# Fender telecaster drop B/A



## Humzgrodn (May 2, 2016)

Hello everyone,

I'm curious if someone here once did this.
Because I really like the feel of telecasters but most shops don't have them tuned this low . Is it doable or should I look for a different guitar for drop B/A?
Right now I am looking at a second hand Mexico fender telecaster (maybe swap the pickups?). I will be playing thru a 5150 212 combo.
Can someone help me out?


----------



## bstigen97 (May 2, 2016)

A guy I jam out with from time to time has a standard telecaster (SS configuration) tuned to usually Dropped A or G#, it goes straight into a Line 6 DT25 Head with an Orange cabinet and it sounds brutal!
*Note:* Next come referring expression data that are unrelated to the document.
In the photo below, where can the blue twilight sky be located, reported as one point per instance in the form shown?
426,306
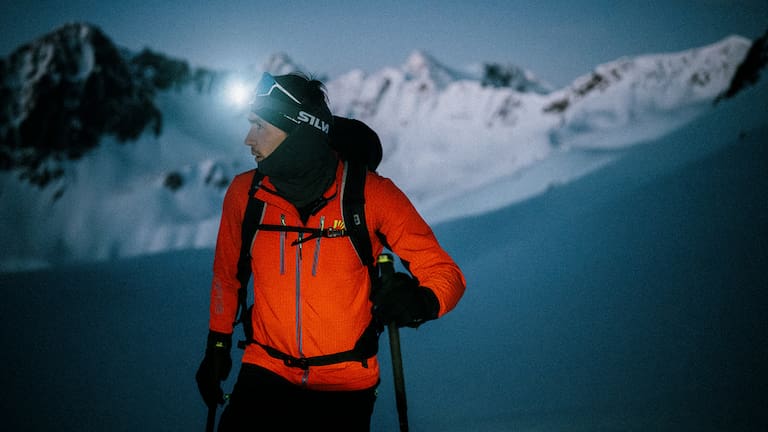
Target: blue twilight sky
558,40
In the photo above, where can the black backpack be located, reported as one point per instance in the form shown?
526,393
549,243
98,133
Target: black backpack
360,148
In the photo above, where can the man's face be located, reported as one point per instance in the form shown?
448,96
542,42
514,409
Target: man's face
263,138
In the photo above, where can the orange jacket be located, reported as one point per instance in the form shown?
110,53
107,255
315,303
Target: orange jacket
313,299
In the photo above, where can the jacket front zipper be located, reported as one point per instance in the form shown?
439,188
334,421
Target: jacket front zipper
282,246
299,341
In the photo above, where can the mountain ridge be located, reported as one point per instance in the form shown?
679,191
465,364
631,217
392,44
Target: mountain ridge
481,132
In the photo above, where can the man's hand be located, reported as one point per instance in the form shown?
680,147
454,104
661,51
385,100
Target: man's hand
214,368
402,301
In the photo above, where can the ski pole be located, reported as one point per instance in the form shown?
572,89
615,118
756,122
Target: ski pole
387,266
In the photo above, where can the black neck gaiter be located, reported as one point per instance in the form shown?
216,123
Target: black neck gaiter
302,167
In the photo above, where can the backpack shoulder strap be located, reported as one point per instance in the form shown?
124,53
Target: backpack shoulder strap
353,208
251,220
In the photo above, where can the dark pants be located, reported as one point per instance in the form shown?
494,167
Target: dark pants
262,400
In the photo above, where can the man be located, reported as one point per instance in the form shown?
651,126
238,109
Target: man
312,299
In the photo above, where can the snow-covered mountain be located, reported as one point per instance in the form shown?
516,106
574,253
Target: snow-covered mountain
107,153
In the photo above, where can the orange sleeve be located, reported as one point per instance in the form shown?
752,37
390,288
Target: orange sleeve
411,238
223,307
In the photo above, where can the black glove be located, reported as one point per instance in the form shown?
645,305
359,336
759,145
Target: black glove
402,301
214,368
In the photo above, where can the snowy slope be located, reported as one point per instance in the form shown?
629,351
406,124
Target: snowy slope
498,145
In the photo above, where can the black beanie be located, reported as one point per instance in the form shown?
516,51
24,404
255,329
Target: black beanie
285,102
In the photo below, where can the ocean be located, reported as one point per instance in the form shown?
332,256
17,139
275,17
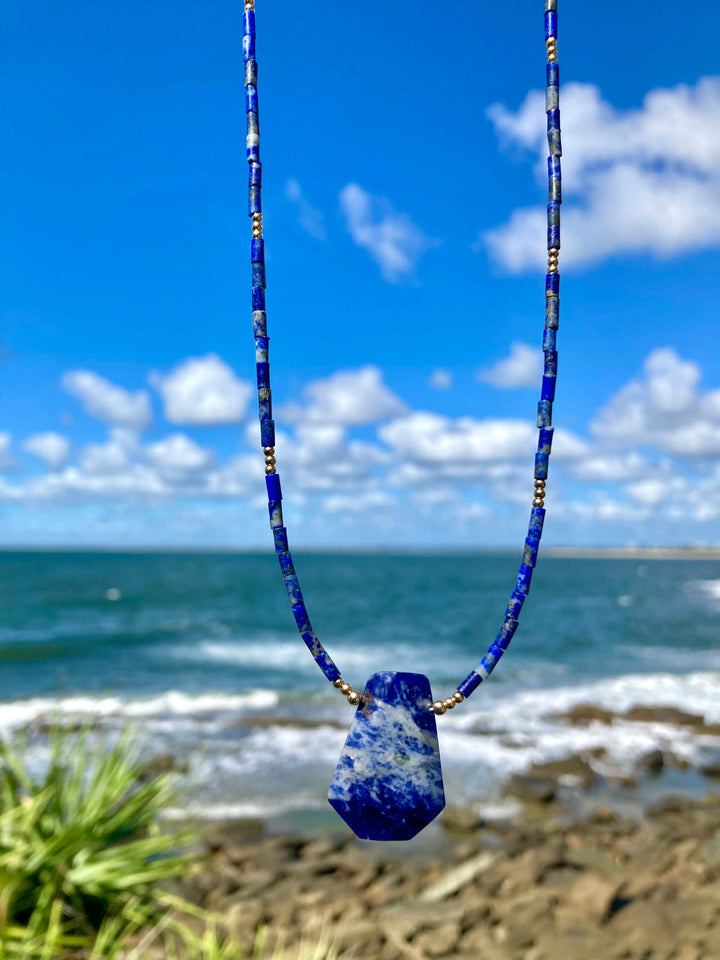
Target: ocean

You'll just need thick as hell strings, I think he uses a .74 for the A? I can't say for sure.


----------



## stevexc (May 2, 2016)

A Tele will work for B or A tuning just as well as any other 25.5" guitar - that's arguably the most common scale length for 7-string guitars. You won't even need that thick of a string, depending on your taste for tension. A .056" will work for B, although a .059"-.064" is more common.

You may want to swap the pickups for something hum-cancelling but I found that the overall tone of a single-coil works pretty well for low tunings. If you want a humbucker, though, the Seymour Duncan Hot Rails sound great.

The only thing that may give you issue is the saddle for the low B, if it's the traditional 3-saddle style bridge you may not necessarily be able to intonate easily. IIRC though most MIM teles lately have been using modern-style 6-saddle bridges which won't give you much of an issue.


----------



## jimmy906 (May 2, 2016)

Fender made a blacktop baritone telecaster, which has a 27 inch neck. Made for B to B tuning!
someone just put one up for sale on reverb, i don't know if they still make them anymore.
They are kind of hard to find.


----------



## NSE (May 2, 2016)

The Jim Root tele is factory set up for Drop B and I assume easily capable of A


----------



## cip 123 (May 2, 2016)

Open B and Open C here with a Tele.


----------



## jeremyb (May 2, 2016)

I used to have my tele in drop A, with a D'addario light baritone set on it, 13-62 

Harder to intonate tho', better off getting a blacktop baritone!


----------



## toner (May 2, 2016)

I use Ernie Ball 12-56 with a wound 22w-24w on the 3rd string, for Drop B.


----------



## austink (May 3, 2016)

I have never even thought of going low with my tele. It may be something I have to try.

But as everyone else has mentioned, just be mindful of the saddles on there. I have the 3 saddles and it is definitely a compromise when it comes to getting intonation correct.


----------



## rockskate4x (May 6, 2016)

25.5" scale length does it!
Tele pickups can have great grind and clarity for lower tunings, but your milage may vary. Single coil hum might be a turn-off, and I also wouldn't necessarily expect a super compressed "chuggy" tone. 
Look out for 3 saddle bridges. Intonation can be a beotch.
As with any guitar going from regular strings to super fat strangs, expect to need the nut filed.


----------



## deluxeg (May 6, 2016)

NSE said:


> The Jim Root tele is factory set up for Drop B and I assume easily capable of A



The Jim Root guitars come with .09s in standard tuning.


----------



## Mprinsje (May 8, 2016)

Any guitar will do any tuning as long as you put the right strings on it and set it up right.


----------